In the context of internationalizing a business, it is important to bear in mind that intellectual property rights are essentially territorial, that is, the rights are limited to the territories in which they have been registered/granted or arisen. Therefore, if a business is planning to take a franchise operation overseas, it would be important to ensure that its intellectual property rights are protected in that territory.

LAWS THAT APPLY TO FRANCHISING:

India, at present, does not have a specific legislation for regulating franchise in India. In view thereof a franchise agreement in India is governed by multiple allied legislations (as shown below) which effect the relationship between the franchisor and the franchisee.

 

Franchising-Legal-Framework-in-India

 

FRANCHISE DISCLOSURE LAWS / REGISTRATION REQUIREMENTS:

Disclosure laws and registration requirements are those that apply before a franchise relationship is entered into.

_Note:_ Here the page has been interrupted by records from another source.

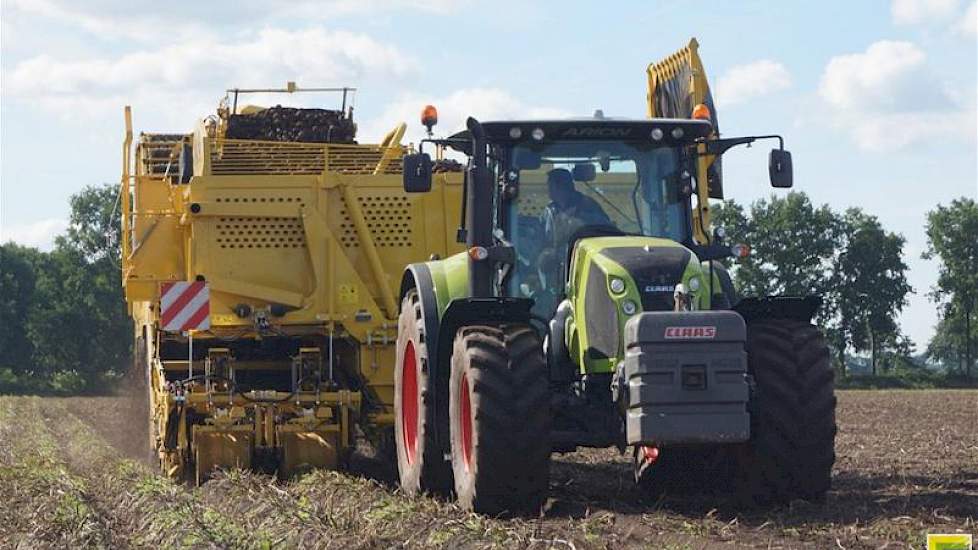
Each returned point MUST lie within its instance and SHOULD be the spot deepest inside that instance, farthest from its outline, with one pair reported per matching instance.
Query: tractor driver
(569, 210)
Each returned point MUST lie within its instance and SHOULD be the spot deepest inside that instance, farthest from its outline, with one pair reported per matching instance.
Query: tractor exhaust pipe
(478, 210)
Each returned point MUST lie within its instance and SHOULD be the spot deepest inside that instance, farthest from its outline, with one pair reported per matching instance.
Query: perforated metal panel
(242, 232)
(388, 218)
(260, 233)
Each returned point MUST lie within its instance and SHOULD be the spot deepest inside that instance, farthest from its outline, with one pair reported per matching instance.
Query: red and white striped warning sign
(185, 306)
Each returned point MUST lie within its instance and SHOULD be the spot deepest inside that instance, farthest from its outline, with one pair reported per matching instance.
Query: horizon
(878, 107)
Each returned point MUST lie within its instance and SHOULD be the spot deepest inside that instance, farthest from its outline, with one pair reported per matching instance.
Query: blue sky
(877, 99)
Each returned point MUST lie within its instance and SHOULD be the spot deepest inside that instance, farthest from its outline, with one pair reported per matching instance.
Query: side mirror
(779, 168)
(417, 173)
(584, 171)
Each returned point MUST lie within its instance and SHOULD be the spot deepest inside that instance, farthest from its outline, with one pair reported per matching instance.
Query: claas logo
(691, 332)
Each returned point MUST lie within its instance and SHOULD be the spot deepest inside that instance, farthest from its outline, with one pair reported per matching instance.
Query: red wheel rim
(409, 402)
(465, 421)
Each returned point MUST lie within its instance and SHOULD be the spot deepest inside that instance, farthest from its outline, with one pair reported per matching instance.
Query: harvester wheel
(792, 447)
(499, 413)
(421, 463)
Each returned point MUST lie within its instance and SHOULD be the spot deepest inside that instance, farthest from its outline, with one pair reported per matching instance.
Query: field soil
(73, 474)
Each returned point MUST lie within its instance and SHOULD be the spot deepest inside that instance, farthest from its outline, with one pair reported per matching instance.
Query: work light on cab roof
(429, 117)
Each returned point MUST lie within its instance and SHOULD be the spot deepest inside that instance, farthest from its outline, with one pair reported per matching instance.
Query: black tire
(421, 463)
(499, 416)
(792, 447)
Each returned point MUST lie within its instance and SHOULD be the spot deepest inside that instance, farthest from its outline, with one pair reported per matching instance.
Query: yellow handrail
(124, 190)
(391, 144)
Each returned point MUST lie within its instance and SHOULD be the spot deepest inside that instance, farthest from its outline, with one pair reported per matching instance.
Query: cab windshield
(569, 190)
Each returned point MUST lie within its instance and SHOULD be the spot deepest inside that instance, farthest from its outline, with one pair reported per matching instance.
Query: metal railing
(242, 157)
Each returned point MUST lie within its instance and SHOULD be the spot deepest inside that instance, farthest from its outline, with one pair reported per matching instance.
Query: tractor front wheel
(421, 463)
(499, 413)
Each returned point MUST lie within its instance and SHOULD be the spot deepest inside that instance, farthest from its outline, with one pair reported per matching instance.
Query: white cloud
(886, 75)
(122, 19)
(181, 81)
(922, 11)
(745, 82)
(453, 109)
(887, 99)
(39, 234)
(968, 24)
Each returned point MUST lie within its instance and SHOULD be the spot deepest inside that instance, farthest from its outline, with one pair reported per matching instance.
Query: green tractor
(591, 308)
(550, 334)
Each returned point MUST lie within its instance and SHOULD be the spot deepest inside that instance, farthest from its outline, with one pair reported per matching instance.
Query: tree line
(65, 325)
(859, 269)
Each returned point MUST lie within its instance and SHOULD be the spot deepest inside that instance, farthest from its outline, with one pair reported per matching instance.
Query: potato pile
(290, 124)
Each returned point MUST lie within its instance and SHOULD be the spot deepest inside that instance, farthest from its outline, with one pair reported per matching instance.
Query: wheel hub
(409, 402)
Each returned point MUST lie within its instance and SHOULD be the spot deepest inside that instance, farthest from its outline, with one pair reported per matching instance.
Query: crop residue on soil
(72, 475)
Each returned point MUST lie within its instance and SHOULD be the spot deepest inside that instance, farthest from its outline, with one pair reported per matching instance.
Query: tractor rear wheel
(792, 446)
(499, 413)
(421, 462)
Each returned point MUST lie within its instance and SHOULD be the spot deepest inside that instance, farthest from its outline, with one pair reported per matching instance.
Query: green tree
(870, 287)
(17, 282)
(793, 247)
(952, 238)
(63, 313)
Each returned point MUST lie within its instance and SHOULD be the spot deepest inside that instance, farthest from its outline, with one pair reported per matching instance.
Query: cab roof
(674, 131)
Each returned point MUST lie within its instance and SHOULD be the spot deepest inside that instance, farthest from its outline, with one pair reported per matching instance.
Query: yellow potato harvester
(301, 246)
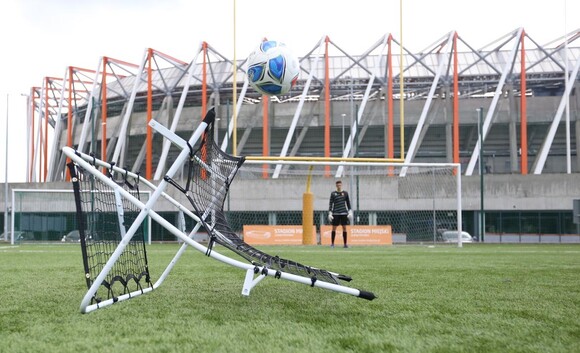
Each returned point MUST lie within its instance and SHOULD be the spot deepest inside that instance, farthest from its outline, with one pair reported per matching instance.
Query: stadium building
(507, 113)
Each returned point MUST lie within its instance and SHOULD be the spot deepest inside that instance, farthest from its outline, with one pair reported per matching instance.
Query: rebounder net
(210, 173)
(102, 217)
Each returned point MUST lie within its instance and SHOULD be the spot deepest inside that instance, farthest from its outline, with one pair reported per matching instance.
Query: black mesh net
(210, 173)
(103, 217)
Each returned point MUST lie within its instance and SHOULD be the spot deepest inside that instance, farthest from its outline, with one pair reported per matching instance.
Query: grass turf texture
(480, 298)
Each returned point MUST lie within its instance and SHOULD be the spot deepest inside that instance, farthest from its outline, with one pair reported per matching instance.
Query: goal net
(113, 195)
(103, 218)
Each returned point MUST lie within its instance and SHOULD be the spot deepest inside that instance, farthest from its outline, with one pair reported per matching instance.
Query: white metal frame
(252, 277)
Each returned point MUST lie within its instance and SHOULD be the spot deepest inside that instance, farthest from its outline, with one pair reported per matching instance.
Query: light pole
(481, 193)
(343, 115)
(6, 177)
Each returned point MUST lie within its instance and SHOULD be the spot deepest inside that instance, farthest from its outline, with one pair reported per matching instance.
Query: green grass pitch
(479, 298)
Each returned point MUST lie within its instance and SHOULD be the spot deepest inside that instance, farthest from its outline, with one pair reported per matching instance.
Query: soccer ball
(272, 68)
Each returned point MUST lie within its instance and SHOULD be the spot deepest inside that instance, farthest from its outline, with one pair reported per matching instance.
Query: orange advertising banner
(274, 235)
(358, 235)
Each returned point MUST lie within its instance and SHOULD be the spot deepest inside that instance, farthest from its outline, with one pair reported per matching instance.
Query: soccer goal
(111, 219)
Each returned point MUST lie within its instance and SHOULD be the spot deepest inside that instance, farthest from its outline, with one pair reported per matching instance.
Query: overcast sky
(42, 38)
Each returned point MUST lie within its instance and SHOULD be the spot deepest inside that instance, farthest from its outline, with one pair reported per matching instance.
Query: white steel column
(354, 127)
(299, 108)
(490, 112)
(413, 147)
(88, 120)
(543, 154)
(123, 126)
(166, 143)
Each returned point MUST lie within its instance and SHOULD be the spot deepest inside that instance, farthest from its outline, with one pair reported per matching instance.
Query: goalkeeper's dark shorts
(340, 220)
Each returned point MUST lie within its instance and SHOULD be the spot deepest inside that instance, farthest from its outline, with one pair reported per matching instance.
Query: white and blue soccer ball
(272, 68)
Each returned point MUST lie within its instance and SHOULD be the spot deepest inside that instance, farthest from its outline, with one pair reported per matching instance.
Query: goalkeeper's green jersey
(339, 203)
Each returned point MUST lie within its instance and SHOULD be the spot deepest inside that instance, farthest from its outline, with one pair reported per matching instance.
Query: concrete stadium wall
(502, 192)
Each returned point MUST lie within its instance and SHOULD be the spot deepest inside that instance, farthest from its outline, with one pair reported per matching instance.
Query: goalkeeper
(339, 212)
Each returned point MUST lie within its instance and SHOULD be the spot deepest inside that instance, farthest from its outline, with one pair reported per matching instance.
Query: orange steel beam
(204, 81)
(455, 103)
(524, 111)
(390, 117)
(265, 133)
(31, 155)
(103, 112)
(326, 106)
(69, 119)
(45, 149)
(149, 154)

Disclosure Laws: Some countries have disclosure laws that require information to be provided to prospective franchisees before any contract is signed. In many other countries, there is no legislative obligation on the franchisor to disclose specific information to the franchisee before signing a franchise agreement. In such countries, and even in countries that require disclosure, it is incumbent on the prospective franchisee to properly consider the information provided and obtain expert advice, where appropriate.

Registration requirements: A number of countries require a variety of legal arrangements to be registered. In such countries, franchisors may be required to register their disclosure documents and all exhibits (e.g. contracts, audited financial statements, list of franchise owners, and other relevant materials) with a government agency. Independently of a requirement to register the franchise agreement, some countries require specific recordal of intellectual property licenses at a government agency/IPO.

India does not have a franchise specific legislation containing provisions specifically for such mandatory disclosure, and registration requirements. However, the Indian Trademark Act provides for recordal of registered user of a mark. Though recordal of the same is voluntary, it is advisable that the registered user be registered with the Registrar of Trade marks by filing Form TM-28.

FRANCHISE RELATIONSHIP LAWS:

Franchise relationship laws deal with conduct after a franchise contract is signed. Some of these are discussed below:

Unjust terminations: In general, the law requires that there should be good cause for terminating a franchise. In case of certain serious defaults, such as criminal conviction, abandonment and insolvency, no opportunity to correct is required to be given.

Anti-competitive clauses in a franchise agreement: The superior bargaining power of the franchisor may be abused by including anti-competitive clauses like resale price maintenance, territorial exclusively, exclusive dealing, tying arrangements which to limit, distort or prevent free competition which ultimately cause harm to the consumers. Franchise agreements are therefore subject to the competition laws as well.

Other practices: The following may also be regulated by franchise relationship laws: obtaining general releases from liability, or waiver of any written or verbal representations; restricting the right of free association among franchisees, discriminating among franchisees imposing unreasonable standards of performance on franchisees.